Friday, 10 March 2017

WEARING TIME: PAST, PRESENT, FUTURE, DREAM


Bringing together film screenings, talks, panel discussions and an exhibition, Fashion in Film Festival’s 10th anniversary season explores the fascinating connections between fashion, cinema and time.

Probing into four different (though often overlapping) conceptions of time – past, present, future, and dream – the festival programme asks what concrete manifestations of time fashion and clothing enable. What kind of chronologies and histories? What memories, echoes and ghostly shadows? What projections, visions or premonitions? Fashion’s own relation to time may be vital and intimate, but it is far from transparent. Film, the art of time passing, helps illuminate some of its complexities.

Few things indicate history to us as immediately as styles of dress – period films are often referred to as ‘costume dramas’ due to the role fashion plays in identifying past eras. At the same time, fashion is one of the most potent visual means through which film can break away from known reality and herald new worlds of tomorrow.

But dress and fabric can also embody the passage of time. From the earliest trick films to the dance numbers of contemporary Bollywood films, cinema can magically make clothing transform, appear, and disappear. Fashion in film has always been an important sign-posting device, deployed in multiple ways: to guide the viewer through time, to confuse, deceive, and disorient them, or even to dress the wounds of time. Examining the idea of clothing as a vehicle for representing time, Wearing Time also goes beyond this, foregrounding the sense of invoking the past, present and future by donning their clothing. Dress allows us to wear time, even as time wears us out.

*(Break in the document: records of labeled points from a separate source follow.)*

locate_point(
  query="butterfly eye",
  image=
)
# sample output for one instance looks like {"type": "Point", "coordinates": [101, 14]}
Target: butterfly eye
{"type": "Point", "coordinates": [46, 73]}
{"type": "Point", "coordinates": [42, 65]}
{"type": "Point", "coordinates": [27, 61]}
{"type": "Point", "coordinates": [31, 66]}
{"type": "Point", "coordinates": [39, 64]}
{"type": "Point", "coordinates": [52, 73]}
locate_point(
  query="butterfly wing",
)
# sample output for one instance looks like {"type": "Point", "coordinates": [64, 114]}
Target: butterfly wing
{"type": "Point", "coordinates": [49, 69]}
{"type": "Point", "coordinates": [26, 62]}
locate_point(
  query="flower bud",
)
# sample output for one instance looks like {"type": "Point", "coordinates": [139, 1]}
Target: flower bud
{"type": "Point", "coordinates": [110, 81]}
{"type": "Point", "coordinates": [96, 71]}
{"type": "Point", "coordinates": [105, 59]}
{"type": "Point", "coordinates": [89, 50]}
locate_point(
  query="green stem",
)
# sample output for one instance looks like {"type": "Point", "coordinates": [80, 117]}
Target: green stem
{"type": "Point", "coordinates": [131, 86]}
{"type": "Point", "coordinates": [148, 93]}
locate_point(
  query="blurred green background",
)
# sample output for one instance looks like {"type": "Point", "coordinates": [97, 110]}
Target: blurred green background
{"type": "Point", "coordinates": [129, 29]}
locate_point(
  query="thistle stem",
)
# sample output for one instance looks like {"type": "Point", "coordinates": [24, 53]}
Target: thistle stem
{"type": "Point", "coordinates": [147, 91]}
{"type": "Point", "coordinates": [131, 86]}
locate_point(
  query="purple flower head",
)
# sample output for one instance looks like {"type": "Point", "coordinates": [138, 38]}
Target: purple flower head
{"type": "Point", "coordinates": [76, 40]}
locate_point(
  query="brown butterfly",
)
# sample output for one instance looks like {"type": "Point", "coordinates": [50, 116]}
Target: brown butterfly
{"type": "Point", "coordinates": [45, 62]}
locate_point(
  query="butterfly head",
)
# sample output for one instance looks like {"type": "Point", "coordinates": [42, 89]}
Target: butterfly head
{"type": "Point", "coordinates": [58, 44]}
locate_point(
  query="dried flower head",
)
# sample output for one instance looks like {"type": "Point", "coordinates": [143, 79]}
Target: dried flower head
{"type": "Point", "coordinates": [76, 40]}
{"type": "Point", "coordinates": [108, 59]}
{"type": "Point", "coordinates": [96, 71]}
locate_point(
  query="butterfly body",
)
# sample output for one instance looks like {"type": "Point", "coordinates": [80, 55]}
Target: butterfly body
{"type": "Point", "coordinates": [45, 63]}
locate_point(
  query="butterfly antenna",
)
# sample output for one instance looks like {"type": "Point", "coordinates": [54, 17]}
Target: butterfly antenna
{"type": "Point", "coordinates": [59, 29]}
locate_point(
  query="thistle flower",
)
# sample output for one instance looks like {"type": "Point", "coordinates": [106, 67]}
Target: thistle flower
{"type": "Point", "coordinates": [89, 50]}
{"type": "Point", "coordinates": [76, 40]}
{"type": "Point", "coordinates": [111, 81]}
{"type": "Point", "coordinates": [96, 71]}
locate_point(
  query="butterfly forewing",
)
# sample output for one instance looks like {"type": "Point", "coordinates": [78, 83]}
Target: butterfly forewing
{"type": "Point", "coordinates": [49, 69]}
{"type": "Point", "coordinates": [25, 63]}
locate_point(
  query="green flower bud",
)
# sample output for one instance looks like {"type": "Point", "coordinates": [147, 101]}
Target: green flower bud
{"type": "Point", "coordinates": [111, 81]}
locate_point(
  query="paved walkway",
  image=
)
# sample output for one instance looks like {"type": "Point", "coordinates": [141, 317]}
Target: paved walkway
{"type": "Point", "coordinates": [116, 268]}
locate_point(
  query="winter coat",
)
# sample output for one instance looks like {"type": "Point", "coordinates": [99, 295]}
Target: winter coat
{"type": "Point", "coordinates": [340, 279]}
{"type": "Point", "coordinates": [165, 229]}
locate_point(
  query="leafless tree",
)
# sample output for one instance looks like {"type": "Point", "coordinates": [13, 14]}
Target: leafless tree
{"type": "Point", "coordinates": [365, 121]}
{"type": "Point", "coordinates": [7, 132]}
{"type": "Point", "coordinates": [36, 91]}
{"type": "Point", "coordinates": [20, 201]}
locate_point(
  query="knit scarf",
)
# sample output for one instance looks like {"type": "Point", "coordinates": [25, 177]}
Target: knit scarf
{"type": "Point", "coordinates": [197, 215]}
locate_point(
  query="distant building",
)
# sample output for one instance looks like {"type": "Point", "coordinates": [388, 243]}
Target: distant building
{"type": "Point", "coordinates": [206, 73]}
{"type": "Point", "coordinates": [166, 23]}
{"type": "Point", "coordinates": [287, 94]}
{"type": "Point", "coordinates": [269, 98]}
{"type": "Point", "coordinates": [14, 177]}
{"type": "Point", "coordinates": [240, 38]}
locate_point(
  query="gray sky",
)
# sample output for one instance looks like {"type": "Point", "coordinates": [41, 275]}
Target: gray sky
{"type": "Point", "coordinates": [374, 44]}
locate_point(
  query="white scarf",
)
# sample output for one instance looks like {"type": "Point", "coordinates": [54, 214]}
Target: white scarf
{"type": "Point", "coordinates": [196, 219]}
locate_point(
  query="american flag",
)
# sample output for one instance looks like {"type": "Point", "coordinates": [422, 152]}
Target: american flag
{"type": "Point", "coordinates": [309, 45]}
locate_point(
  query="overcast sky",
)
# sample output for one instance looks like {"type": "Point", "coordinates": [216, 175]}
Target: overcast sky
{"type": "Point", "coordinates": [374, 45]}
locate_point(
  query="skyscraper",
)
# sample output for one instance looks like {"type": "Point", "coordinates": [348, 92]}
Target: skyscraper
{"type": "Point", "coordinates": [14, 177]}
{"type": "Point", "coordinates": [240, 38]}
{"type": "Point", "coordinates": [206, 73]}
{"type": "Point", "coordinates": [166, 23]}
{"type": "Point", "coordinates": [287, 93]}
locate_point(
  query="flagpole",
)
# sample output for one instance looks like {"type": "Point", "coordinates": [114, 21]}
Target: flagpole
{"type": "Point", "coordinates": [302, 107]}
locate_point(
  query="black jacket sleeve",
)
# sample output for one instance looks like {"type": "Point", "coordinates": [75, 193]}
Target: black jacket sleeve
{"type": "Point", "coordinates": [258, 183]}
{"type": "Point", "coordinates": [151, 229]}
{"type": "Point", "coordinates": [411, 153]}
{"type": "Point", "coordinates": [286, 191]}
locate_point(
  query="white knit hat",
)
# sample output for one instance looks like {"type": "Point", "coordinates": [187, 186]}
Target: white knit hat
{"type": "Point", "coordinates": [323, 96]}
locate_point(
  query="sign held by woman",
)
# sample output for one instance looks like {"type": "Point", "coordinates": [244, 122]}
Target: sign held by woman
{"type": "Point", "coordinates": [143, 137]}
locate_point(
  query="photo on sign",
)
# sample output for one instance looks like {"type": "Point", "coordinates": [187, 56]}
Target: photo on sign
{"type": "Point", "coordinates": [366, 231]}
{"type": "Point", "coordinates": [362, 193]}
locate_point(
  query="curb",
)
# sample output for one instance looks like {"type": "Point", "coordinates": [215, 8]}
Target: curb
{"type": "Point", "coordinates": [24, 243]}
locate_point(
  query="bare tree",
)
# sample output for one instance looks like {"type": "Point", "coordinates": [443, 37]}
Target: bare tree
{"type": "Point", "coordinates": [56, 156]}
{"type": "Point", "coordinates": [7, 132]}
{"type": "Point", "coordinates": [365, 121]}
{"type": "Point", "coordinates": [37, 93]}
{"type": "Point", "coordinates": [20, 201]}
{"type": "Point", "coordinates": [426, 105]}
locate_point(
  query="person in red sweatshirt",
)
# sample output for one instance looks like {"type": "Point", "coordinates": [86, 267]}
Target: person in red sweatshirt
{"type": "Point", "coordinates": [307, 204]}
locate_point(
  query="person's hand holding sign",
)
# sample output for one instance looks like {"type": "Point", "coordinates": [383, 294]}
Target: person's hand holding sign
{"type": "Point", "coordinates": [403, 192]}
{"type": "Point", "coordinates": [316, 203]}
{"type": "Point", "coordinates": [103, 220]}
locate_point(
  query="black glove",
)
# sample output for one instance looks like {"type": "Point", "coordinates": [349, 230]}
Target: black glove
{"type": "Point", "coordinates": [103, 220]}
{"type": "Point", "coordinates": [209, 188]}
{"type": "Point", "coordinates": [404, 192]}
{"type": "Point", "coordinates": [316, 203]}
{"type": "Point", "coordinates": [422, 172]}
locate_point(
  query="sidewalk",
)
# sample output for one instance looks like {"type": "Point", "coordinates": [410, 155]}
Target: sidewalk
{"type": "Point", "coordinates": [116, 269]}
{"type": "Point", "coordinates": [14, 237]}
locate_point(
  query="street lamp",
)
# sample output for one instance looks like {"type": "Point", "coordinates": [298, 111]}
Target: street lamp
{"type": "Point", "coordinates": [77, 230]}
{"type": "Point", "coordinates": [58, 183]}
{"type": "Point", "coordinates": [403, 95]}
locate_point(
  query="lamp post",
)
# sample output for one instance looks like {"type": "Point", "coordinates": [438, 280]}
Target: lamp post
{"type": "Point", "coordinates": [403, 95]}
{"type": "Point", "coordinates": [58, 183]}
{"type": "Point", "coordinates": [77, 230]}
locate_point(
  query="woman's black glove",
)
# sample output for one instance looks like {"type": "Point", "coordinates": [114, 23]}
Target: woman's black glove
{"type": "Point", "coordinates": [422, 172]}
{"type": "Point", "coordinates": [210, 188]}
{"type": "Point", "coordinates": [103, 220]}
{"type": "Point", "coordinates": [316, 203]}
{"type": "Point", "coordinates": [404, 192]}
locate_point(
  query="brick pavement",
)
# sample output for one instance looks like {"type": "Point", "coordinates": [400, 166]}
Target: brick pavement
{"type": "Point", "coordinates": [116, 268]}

The programme showcases a wide array of well-loved as well as neglected cinema features, experimental shorts, artist films, newsreels, industry films, documentaries and fashion films – from Alain Resnais’ enigmatic Last Year in Marienbad, to Richard Massingham’s wartime propaganda In Which We Live, to Nick Knight’s early fashion film Sleep and artists Jane and Louise Wilson’s response to Stanley Kubrick’s unmade film The Aryan Papers.